Quieter, and therefore harder to find, is the "it's possible to remain married...and happy" group. Though I have a faith, I'm uncomfortable with the "God's plan" approach to marriage/infidelity. What I really wanted is what you're reading here: A site that would share a betrayed wife's truth. That there's a whole lot of uncertainty, at least at first. That the fear can be debilitating at times. That the pain can feel excruciating. That it's normal to feel lost and confused and filled with doubt.
What I wanted to hear is what I'm saying to you now: Infidelity raises questions to which there aren't (usually) easy answers. I offer up the parenthesis because sometimes the answer is easy. Sometimes the abuse is clear. Sometimes his dismissal of your pain is clear.
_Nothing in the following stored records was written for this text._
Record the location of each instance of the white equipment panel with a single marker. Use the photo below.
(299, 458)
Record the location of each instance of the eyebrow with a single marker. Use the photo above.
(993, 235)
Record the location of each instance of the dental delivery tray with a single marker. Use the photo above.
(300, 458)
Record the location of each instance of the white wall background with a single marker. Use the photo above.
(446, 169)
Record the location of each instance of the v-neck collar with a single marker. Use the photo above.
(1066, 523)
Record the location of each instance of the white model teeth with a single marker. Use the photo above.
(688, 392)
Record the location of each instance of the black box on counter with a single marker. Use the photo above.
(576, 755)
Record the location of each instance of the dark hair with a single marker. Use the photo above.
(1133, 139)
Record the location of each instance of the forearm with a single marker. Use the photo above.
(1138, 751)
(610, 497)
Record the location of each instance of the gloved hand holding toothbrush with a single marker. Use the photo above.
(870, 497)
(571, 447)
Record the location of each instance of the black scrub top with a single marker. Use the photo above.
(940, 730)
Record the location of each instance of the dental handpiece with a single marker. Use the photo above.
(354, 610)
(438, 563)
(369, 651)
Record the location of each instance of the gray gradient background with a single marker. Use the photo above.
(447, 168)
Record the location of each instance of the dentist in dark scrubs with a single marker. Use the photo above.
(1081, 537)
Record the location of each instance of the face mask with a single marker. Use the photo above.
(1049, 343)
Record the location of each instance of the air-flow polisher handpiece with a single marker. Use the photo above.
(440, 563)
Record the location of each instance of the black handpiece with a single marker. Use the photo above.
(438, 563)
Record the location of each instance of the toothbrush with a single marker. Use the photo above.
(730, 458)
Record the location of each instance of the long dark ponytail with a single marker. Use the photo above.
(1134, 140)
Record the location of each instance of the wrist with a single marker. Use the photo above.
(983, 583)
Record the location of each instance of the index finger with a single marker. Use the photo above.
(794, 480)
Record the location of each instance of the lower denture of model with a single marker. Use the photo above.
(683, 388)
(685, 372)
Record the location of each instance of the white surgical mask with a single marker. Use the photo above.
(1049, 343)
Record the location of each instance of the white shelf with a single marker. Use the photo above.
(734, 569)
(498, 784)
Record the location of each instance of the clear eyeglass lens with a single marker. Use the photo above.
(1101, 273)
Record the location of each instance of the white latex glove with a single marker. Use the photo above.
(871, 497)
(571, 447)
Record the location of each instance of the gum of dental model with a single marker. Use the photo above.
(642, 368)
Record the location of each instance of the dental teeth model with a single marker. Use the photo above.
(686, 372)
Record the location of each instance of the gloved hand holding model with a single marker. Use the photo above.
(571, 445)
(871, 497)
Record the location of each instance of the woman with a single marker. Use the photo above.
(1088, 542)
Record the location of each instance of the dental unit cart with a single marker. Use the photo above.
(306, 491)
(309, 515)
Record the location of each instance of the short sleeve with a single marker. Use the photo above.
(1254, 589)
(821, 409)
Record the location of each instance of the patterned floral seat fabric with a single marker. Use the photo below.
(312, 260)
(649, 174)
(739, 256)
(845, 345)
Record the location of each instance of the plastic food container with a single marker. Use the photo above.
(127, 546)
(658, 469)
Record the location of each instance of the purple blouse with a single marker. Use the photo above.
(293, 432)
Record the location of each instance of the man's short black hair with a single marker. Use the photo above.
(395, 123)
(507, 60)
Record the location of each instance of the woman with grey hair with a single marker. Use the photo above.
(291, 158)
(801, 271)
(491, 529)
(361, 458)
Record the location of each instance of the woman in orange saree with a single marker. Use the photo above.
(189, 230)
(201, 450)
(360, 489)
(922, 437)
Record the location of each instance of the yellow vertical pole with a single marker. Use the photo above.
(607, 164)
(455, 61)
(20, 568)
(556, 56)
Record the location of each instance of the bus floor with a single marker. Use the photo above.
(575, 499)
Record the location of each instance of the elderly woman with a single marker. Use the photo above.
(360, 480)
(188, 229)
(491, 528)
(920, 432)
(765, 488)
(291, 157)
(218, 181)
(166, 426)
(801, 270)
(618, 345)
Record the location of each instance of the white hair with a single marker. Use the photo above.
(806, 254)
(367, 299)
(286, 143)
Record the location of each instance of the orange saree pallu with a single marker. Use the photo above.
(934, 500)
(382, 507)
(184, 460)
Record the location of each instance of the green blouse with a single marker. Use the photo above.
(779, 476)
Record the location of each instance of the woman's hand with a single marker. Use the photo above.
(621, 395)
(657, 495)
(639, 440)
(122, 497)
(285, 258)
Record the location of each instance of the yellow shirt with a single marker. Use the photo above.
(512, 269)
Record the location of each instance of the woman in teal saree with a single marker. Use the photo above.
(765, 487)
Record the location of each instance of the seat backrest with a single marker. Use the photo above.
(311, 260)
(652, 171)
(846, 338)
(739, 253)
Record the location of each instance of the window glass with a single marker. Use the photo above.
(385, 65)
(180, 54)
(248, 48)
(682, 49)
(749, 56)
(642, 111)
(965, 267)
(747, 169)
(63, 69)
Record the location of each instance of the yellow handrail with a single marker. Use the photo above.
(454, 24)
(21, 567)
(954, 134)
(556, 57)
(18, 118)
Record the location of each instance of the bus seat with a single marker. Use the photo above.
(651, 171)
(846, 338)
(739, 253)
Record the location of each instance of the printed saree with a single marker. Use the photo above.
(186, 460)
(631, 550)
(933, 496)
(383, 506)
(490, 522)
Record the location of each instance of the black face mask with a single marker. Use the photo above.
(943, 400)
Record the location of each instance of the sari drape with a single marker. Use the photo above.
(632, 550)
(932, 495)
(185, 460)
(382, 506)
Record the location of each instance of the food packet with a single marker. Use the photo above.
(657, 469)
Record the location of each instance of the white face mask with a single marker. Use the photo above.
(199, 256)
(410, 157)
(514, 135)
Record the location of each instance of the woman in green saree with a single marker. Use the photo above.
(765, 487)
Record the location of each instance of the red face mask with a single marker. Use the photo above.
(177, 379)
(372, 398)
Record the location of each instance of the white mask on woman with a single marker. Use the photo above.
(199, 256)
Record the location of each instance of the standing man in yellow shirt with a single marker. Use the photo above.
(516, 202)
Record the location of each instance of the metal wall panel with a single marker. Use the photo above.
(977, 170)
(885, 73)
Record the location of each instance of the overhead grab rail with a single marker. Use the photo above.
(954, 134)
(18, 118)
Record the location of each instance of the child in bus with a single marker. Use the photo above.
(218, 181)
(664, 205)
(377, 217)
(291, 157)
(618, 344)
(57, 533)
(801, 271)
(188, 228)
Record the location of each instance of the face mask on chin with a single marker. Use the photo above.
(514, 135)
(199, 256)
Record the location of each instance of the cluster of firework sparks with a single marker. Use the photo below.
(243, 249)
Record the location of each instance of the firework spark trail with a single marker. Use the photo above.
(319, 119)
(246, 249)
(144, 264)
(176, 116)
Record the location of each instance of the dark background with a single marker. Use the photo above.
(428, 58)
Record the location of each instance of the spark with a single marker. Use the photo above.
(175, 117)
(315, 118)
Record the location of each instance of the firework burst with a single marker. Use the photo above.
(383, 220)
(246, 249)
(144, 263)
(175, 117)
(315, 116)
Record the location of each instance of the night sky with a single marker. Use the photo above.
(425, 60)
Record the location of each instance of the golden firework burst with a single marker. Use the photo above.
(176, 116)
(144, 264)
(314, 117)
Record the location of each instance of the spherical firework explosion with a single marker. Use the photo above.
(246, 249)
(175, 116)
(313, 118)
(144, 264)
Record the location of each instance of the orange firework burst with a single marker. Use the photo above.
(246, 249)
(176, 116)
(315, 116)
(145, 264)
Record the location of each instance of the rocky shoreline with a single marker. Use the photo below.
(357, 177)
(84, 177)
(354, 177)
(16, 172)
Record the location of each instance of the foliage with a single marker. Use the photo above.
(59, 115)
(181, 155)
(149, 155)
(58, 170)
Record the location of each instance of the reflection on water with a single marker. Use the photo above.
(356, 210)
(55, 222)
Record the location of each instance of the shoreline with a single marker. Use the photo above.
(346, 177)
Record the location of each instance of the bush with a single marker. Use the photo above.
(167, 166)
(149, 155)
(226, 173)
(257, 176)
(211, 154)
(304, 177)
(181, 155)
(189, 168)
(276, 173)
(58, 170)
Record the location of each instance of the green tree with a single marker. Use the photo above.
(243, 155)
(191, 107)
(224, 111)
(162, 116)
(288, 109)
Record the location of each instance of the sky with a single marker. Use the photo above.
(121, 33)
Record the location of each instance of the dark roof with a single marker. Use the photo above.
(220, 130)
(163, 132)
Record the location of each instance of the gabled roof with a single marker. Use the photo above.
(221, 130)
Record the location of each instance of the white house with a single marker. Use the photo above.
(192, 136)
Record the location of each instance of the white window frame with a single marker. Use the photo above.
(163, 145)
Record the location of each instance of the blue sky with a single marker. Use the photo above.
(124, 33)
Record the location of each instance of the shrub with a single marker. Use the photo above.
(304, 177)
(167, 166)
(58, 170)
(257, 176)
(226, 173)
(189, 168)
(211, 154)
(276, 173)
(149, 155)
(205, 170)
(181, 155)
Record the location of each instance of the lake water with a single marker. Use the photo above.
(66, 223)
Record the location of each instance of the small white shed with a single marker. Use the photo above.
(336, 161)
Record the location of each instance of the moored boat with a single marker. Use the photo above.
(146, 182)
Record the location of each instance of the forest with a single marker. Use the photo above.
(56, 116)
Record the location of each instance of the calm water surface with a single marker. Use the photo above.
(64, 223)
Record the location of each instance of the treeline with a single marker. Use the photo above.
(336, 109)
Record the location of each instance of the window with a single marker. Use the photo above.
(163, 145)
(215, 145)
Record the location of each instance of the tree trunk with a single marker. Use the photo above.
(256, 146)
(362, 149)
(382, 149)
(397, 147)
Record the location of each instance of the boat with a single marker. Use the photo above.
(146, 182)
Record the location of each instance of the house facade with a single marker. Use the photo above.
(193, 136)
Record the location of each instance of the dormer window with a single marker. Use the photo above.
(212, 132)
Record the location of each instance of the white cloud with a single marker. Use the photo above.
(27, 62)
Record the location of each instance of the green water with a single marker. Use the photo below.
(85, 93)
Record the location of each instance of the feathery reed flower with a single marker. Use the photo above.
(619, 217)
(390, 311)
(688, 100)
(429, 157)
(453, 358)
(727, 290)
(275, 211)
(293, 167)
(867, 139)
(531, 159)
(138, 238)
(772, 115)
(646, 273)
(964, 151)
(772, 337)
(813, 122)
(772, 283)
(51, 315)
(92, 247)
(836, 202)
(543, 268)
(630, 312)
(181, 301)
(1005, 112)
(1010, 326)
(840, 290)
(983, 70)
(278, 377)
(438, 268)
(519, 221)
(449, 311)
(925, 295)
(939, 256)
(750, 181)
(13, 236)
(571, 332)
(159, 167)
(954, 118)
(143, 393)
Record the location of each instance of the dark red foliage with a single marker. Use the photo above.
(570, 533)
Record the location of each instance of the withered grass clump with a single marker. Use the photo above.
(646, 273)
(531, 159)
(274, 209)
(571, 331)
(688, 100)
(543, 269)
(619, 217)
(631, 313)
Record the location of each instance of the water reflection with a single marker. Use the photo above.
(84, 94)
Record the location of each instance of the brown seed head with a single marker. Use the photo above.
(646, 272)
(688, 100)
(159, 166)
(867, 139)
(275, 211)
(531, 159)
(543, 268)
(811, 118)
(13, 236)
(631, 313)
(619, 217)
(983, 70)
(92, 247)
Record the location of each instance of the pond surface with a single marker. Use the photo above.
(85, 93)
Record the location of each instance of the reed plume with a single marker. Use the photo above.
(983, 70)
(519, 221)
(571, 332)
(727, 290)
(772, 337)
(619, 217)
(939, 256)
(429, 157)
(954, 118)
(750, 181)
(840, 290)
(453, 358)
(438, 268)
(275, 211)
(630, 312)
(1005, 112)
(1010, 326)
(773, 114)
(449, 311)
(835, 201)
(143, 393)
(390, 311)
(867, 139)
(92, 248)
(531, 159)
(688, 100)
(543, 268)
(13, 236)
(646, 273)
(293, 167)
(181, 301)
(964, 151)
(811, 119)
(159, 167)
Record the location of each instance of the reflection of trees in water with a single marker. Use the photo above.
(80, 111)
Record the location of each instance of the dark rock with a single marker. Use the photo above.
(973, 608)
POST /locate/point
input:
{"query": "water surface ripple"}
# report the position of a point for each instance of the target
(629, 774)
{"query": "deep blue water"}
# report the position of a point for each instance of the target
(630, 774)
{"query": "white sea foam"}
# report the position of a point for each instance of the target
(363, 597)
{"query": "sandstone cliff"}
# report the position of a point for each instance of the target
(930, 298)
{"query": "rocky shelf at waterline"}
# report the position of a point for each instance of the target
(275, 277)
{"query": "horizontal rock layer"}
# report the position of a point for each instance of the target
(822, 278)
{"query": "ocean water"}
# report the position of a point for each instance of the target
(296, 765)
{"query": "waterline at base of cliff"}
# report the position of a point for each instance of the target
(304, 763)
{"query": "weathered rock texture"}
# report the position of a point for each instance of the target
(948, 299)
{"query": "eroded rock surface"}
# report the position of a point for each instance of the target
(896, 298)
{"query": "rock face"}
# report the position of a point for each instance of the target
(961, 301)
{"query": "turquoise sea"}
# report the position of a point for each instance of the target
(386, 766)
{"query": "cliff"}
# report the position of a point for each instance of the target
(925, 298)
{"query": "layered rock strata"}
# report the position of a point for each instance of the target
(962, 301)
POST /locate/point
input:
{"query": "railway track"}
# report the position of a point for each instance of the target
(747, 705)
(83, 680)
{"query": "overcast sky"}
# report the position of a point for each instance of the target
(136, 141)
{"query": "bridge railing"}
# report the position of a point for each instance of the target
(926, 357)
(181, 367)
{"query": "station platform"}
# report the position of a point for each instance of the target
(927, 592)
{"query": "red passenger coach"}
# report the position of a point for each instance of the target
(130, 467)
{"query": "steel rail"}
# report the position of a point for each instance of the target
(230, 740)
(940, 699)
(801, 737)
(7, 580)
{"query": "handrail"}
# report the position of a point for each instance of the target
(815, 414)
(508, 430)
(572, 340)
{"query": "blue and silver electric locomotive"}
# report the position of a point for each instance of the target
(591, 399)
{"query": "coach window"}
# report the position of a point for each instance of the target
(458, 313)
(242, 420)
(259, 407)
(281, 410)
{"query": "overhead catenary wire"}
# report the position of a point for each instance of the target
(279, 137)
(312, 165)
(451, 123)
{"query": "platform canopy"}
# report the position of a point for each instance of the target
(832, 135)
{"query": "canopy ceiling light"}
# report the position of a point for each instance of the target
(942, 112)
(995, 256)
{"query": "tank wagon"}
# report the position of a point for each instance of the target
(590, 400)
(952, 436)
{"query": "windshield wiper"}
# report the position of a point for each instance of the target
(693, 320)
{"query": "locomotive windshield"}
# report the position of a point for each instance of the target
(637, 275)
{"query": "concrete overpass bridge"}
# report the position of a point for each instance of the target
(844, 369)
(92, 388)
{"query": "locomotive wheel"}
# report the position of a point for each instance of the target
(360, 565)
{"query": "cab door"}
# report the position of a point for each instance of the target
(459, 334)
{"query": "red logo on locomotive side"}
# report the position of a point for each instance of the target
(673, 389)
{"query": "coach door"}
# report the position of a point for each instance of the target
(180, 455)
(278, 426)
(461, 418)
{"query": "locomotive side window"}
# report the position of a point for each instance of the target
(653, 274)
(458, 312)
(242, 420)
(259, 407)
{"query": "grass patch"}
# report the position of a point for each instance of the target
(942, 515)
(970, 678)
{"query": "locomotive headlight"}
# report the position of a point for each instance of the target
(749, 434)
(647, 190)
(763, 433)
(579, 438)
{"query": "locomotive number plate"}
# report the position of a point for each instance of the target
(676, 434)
So that even while it might hurt like a motherf@#&er to go, it's still the obvious choice.
But for the rest of us – the vast silent majority who aren't married to a clinical narcissist or an abuser – the path forward is less clear. In a lot of cases, there isn't a path at all, until we create one.
So what I want to say now, and what I wish I had heard loud and clear 12 years ago is this: There is only one person who knows what's right for you right now. And that person is you.
Not what you wanted to hear, is it? So much more appealing to imagine that there's someone out there with the experience and the wisdom and insight to prescribe the path forward. Take two steps and call me in the morning. Yeah, I wanted that too. We all do.
But here's the thing. I don't know your husband. I don't know your children. I don't have a crystal ball that can conjure up your future. I don't know your heart.
I did know my own.
And I knew that, even as I pointed to excuses – I couldn't leave because it would be too disruptive to my children, I couldn't leave because I could barely get dinner on the table, I couldn't leave because I had work commitments that didn't allow at that time for chaos – the truth is, I didn't want to leave. Not then. Maybe later. But not then.
And so what I wanted was someone to tell me that was the right response.
I didn't want to hear it was what God wanted for me. I didn't want to hear that my husband would undoubtedly cheat again ("once a cheater..."). What I wanted was permission to stay. To listen to my heart.
It was hard to find. And when I did find it, mostly in my therapist's office where she kept redirecting my answer-seeking to my own heart, it was hard to hear over the noise of the "he's a narcissist" mob.
And so, when I created Betrayed Wives Club in order to find others like me who'd chosen to stay and rebuild a marriage, I was adamant that I couldn't know what was right for you. I couldn't possibly predict whether your husband would cheat again, whether he would learn and grow from this or whether he would break your heart, whether he was worthy of the second chance you wanted to give him or whether he was not. But I did know this: You know.
A couple of weeks past D-Day, having confessed to a woman who, at that point was a casual friend but who worked in my husband's office and therefore knew the OW, she gave me a bracelet with these words by Goethe stamped on it:
Just trust yourself. Then you will know how to live.
I wear that bracelet daily. For twelve years I have lived by that philosophy.
And I promise you, it works.
Just trust yourself.
You know what you want. And while we can sometimes urge you to open your eyes to things you might rather not see, or remind you of things you've forgotten, you are the one who best knows your heart. If you and your heart aren't so familiar with each other, consider this an invitation to refamiliarize yourself.
And beware those who promise you easy answers. Beware of anyone who tells you there is one – and only one – response to infidelity. Beware of those who elicit your worst impulses. Who mistake anger for power. Who confuse certainty with growth.
Just trust yourself. Then you will know how to live.